Comparing Large Bodies of Text with Hash Codes

Tuesday Jun 22nd 2004 by Tom Archer - MSFT

While most people think of hash codes in relation to cryptography, Tom Archer illustrates how they can be used to quickly and easily compare text values of virtually any size.

Welcome to this week's installment of .NET Tips & Techniques! Each week, award-winning Architect and Lead Programmer Tom Archer demonstrates how to perform a practical .NET programming task.

While most people think of hash codes in relation to security, hash codes actually are a very fast means of comparing large text values. Using the standard Windows CryptoAPI can be very cumbersome, but the various classes defined in the .NET Cryptography namespace make using hash codes—and other cryptographic functions—easier and more accessible than ever. In this article, I illustrate just how easy it is to compare two text values in a .NET application using hash codes.

Creating a hash code for a body of text is as simple as deciding which hashing algorithm you wish to use (for example, MD5, SHA1, and so forth), instantiating the appropriate .NET service provider object, and then calling that object's ComputeHash method. (All hash algorithm classes ultimately derive from the HashAlgorithm class and inherit its ComputeHash method, which is usually overridden.) Other than that, there's just the typical conversion between Byte (or Char) arrays to String objects, and you're done.

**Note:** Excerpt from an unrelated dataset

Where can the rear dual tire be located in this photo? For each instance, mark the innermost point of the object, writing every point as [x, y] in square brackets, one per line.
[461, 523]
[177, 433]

Figure 1 contains a screen capture of the demo application included with this article.

Figure 1: Simple C++ Managed Extensions example illustrating the comparison of two text (string) values using hash codes

The application uses the MD5 hash code algorithm to compare two input strings. The two fields below the two input fields are the actual hash codes. Below you'll find the code used to generate those hash codes and compare the results.

The code first uses the Encoding::ASCII::GetBytes method to convert from the String values returned from the input controls to Byte arrays. A MD5CryptoServiceProvider object is then instantiated and its ComputeHash method is called for each Byte array, resulting in a second Byte array containing the hash code for the text value. The hash values are converted to String values and displayed on the demo dialog and compared for equality where the results of the comparison are shown in a message box. That's it—just a few lines of code to compare two text values of virtually any length!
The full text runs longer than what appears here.